Liv non poteva più rispondere alle mie lettere per colpa di Hel, così l’unico modo per comunicare si rivelò Munnin, che ci riferiva, ogni settimana, ciò che accadeva nel regno dei morti. Certo, a modo suo.
«Cra! Liv ha parlato. Cra! Con morti. Di nuovo. Cra!!»
Era come ascoltare una vecchia radio, rotta, impolverata, con così tante interferenze da impedirti di comprendere una frase di senso compiuto. Ma era meglio di nulla, no?
«Questa ragazzina farà impazzire la dea della morte. Se non la riportiamo indietro noi, Hel finirà per consegnarcela comunque, per esasperazione.» Disse Loki, ridendo, mentre cercava di costruire una piccola freccia.
«Dovremmo uccidere Balder con questa, Burlone?» La indicai, abbastanza scettico.

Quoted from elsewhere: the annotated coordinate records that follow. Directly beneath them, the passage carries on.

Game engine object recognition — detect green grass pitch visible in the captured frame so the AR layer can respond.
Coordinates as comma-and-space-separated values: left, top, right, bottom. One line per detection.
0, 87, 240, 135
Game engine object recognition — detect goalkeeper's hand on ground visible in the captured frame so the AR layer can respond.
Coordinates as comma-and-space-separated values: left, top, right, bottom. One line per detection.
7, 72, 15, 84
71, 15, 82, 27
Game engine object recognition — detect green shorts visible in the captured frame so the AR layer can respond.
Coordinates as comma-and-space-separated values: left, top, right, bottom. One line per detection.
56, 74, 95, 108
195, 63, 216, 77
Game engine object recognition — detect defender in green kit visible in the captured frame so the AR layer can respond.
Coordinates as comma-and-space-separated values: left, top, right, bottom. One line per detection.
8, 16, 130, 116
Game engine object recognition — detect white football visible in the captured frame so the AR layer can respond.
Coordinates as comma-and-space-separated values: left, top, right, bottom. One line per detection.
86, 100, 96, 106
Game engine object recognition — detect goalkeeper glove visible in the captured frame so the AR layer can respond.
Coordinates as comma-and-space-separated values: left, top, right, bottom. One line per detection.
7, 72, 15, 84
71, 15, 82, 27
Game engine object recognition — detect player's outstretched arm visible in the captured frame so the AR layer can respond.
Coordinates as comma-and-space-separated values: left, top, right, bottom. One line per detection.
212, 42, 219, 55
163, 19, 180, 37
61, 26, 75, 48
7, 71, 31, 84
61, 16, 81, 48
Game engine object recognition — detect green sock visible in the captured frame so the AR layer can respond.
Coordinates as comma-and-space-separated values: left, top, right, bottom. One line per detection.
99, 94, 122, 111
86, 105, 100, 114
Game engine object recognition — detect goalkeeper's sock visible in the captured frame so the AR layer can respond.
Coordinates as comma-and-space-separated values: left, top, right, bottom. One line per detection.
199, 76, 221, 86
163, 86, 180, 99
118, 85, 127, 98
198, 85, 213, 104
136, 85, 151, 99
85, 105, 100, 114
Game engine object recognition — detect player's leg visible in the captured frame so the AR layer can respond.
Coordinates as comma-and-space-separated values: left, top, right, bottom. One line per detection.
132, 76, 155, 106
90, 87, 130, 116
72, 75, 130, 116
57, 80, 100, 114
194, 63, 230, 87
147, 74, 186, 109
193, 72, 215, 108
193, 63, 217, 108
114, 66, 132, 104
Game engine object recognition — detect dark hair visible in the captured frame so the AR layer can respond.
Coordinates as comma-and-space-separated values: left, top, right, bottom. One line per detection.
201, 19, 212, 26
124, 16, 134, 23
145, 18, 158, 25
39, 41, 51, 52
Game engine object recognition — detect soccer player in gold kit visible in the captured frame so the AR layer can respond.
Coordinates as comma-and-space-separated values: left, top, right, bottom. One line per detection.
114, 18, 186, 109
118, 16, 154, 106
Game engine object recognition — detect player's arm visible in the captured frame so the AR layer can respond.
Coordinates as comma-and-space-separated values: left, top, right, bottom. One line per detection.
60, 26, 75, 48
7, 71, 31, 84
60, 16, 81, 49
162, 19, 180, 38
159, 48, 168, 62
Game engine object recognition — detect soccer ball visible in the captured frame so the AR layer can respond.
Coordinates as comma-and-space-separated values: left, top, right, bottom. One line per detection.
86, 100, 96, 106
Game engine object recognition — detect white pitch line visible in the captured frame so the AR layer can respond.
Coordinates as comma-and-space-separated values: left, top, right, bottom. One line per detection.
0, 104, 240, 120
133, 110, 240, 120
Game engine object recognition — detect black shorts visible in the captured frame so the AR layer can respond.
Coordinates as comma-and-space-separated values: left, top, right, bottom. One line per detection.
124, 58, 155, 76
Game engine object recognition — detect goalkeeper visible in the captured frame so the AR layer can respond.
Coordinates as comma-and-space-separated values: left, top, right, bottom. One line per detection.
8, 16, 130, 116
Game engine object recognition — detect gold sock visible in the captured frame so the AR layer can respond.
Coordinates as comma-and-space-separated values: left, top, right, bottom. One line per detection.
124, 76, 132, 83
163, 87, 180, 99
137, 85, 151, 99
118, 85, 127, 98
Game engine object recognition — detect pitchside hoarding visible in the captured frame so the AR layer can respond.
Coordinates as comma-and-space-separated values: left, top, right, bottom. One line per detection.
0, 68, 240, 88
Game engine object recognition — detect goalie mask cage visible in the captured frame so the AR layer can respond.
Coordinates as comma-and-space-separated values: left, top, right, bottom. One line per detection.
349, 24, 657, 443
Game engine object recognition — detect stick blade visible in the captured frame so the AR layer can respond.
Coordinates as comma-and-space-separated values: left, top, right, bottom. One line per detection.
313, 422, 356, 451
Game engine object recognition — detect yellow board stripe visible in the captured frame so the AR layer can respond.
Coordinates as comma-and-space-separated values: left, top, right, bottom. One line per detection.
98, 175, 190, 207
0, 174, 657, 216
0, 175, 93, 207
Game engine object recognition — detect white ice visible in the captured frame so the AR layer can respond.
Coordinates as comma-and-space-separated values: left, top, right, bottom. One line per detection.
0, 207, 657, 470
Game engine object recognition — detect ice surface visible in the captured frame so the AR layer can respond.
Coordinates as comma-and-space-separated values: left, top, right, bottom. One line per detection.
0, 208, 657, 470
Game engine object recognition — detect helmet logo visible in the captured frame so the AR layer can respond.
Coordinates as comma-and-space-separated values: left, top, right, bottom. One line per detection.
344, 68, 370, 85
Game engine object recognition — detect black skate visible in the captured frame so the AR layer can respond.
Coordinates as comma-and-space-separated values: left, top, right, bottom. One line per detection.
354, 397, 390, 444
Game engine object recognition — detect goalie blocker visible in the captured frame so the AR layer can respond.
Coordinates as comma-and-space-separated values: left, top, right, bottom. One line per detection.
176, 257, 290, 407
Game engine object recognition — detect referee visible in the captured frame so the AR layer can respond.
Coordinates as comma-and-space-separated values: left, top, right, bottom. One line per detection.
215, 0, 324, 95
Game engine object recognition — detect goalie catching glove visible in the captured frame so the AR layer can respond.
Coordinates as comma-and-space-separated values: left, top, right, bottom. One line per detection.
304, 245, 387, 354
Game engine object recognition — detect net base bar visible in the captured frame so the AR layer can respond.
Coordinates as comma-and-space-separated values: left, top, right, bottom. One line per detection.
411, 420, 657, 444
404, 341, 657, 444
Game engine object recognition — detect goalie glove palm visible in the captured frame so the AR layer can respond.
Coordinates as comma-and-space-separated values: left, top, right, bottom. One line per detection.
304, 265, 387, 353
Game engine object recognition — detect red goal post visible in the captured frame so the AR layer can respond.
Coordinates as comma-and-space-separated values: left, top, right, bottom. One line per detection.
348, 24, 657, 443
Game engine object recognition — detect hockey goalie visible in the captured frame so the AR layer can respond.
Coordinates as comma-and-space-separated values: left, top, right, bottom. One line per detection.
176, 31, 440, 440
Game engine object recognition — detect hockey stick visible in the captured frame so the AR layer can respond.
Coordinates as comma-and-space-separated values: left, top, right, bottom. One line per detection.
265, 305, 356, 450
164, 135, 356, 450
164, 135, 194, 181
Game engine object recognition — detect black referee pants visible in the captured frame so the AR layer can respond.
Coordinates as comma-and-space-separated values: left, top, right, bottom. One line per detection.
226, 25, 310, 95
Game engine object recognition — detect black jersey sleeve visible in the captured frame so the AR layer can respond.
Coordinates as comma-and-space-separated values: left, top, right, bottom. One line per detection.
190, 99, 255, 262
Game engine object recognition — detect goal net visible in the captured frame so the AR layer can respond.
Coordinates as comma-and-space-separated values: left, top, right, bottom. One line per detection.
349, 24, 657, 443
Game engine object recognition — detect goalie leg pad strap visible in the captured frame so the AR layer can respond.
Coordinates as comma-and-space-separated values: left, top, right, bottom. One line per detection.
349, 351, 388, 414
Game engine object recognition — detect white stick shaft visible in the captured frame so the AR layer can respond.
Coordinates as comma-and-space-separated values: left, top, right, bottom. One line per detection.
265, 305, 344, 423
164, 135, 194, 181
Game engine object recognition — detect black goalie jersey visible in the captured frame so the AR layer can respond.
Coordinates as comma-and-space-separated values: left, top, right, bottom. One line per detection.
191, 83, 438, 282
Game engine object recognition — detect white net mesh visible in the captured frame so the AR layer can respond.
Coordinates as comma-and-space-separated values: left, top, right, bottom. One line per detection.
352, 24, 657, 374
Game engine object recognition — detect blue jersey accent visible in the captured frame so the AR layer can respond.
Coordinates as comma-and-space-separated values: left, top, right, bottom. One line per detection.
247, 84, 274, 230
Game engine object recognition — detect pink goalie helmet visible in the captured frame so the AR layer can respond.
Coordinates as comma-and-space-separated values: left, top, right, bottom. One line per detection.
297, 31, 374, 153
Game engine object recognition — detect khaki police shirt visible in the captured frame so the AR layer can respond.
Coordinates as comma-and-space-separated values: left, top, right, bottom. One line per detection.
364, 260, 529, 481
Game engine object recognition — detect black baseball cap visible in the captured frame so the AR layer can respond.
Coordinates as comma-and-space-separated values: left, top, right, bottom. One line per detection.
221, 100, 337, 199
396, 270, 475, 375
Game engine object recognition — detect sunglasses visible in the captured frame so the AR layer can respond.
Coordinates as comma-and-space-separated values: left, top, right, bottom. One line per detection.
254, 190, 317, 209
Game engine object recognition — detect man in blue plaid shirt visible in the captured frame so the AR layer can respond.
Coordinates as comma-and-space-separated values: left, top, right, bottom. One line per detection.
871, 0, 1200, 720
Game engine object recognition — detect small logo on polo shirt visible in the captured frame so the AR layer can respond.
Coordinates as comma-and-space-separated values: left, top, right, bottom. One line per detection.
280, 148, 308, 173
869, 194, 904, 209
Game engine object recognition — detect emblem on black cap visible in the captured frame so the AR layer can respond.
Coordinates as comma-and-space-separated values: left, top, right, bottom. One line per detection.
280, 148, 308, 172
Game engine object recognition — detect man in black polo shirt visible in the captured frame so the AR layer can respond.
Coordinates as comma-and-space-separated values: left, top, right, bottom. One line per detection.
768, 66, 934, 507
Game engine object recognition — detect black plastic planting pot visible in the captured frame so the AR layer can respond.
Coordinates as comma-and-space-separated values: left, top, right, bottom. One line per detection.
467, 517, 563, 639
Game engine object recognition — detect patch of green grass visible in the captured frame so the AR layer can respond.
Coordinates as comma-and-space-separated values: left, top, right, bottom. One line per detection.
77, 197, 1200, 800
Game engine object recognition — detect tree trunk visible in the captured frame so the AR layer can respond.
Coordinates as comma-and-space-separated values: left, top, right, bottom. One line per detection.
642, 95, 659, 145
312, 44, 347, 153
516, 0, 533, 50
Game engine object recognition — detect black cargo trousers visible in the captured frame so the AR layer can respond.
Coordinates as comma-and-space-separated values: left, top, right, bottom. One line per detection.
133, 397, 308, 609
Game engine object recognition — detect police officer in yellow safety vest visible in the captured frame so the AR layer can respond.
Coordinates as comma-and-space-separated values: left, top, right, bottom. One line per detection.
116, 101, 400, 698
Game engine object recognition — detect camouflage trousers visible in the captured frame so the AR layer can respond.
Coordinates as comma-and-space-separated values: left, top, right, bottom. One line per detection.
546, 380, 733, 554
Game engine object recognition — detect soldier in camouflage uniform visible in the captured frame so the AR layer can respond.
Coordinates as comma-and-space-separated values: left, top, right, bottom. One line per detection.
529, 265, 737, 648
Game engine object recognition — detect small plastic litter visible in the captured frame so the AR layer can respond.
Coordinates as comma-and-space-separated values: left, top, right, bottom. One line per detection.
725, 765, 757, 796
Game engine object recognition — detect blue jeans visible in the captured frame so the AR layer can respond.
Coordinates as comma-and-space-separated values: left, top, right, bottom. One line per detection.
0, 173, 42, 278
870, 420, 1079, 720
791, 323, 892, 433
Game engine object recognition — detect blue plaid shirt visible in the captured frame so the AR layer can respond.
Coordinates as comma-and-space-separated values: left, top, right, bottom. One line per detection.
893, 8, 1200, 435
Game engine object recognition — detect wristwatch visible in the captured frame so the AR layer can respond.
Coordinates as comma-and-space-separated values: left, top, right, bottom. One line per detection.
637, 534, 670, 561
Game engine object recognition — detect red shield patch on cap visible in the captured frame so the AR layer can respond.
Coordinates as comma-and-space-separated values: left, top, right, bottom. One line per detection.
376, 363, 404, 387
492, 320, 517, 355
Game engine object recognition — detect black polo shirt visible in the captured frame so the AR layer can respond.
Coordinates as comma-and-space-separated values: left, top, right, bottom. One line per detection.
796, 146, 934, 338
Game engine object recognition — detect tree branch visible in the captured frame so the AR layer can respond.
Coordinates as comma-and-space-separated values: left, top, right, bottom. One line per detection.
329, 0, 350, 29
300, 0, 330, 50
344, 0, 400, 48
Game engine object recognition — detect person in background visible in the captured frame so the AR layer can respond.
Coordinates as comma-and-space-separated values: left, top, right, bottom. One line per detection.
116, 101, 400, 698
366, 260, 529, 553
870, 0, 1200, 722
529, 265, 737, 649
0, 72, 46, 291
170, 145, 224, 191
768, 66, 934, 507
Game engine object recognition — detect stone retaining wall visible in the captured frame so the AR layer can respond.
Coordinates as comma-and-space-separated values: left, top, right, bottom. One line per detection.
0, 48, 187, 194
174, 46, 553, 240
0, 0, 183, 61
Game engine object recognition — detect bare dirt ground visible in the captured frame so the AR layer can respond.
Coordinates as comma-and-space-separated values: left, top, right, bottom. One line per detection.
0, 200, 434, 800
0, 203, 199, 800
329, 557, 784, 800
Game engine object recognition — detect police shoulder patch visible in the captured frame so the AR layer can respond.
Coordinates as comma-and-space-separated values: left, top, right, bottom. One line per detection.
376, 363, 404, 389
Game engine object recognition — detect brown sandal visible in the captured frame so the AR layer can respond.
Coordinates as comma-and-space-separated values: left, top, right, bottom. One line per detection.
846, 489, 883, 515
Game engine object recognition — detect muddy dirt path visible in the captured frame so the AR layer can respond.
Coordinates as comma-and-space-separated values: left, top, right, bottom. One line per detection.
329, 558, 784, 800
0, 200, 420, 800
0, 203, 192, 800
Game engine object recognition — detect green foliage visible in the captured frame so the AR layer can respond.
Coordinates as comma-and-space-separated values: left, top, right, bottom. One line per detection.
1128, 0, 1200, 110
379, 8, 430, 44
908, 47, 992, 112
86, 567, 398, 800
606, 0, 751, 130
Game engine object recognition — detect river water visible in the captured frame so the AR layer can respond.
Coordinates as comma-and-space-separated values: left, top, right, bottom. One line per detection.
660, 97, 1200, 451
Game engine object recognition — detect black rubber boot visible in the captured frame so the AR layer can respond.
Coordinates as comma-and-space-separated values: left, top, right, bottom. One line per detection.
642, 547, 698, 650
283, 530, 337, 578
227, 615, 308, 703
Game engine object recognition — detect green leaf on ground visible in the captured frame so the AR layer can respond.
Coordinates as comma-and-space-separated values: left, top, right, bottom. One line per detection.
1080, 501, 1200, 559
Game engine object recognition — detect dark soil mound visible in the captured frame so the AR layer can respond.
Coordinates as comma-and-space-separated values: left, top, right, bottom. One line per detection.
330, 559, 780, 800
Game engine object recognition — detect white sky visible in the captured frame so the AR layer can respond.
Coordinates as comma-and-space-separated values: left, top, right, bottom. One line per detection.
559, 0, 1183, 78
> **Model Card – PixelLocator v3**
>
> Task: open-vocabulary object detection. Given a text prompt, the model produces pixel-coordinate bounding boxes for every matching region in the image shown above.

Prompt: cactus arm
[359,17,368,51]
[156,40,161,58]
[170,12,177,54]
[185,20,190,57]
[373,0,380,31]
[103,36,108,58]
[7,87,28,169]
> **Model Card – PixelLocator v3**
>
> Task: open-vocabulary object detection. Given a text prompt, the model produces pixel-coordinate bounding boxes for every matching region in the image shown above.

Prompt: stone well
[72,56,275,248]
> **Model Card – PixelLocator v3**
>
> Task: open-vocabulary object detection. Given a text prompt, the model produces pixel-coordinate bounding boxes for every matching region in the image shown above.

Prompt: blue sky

«Allora, intanto tu non fai un bel niente. Quando la freccia sarà finita, questo bel rametto di vischio verrà legato alla sua punta. Poi basterà mirare e le norne faranno il resto.»
«Le norne?»
«Come, non sai chi sono? Vivono vicino a Yggdrasil, l’albero cosmico.» E intonò un’antica profezia, schiarendosi la voce con teatralità.
«Da quel luogo vengono fanciulle
Di molta saggezza,
tre, da quelle acque
che sotto l’albero si stendono.
Ha nome Urðr la prima,
Verðandi l’altra,
sopra una tavola incidono rune,
Skuld quella ch’è terza.
Queste decidono la legge,
queste scelgono la vita
per i viventi nati,
le sorti degli uomini.»
«Certo che so chi sono. Ma…con il ragnarok moriranno anche loro?»
«Beh sì, è probabile, ma non pensarci adesso. E poi, tu dovresti essere l’ultimo a preoccuparsi della fine dei mondi»
«Io non mi preoccupo del ragnarok, ma di tutti quelli che perderanno la vita. E di voi dèi, che ne sarà?»
«Non sono tenuto a saperlo io, figuriamoci tu. Ta-da! Ecco, ho finito!» Mi mostrò la freccia completa, sorridente. Sembrava innocua, nessuno avrebbe potuto pensare che quel rametto appuntito sulla sua punta avrebbe fatto fuori il più amato degli dèi.
Ma avevo la sensazione che lui non stesse dicendo tutta la verità, che sapesse cosa sarebbe successo dopo.
«Loki, mi stai nascondendo qualcosa?»
Il dio inarcò un sopracciglio, confuso.
«Cosa dovrei nasconderti, scemo? Okay che domani è il tuo compleanno, ma non aspettarti una festa a sorpresa! Sono una frana con queste cose.»
Effettivamente, il giorno dopo sarebbe stato il mio compleanno, ma non pensavo che lui se lo ricordasse.
Sorrisi lievemente, mentre accendevo il mio telefono per controllare l’ora.
20 novembre 2023, 11:30 AM.
Con estremo fastidio notai di essere in ritardo per la lezione di astronomia, di nuovo.
«Okay, devo proprio andare.»
«Anche stavolta in ritardo, vero? Per domani ti regalo un orologio.»
«Davvero?» Mi voltai verso di lui, sorpeso, prima di uscire dalla porta della sua camera.
«No.»
«Antipatico.»
«Credulone. Muoviti, forse ti compro una caramella.»
Gli risposi con una linguaccia, per poi intraprendere la corsa più importante della mia vita, diretto verso la classe di astronomia.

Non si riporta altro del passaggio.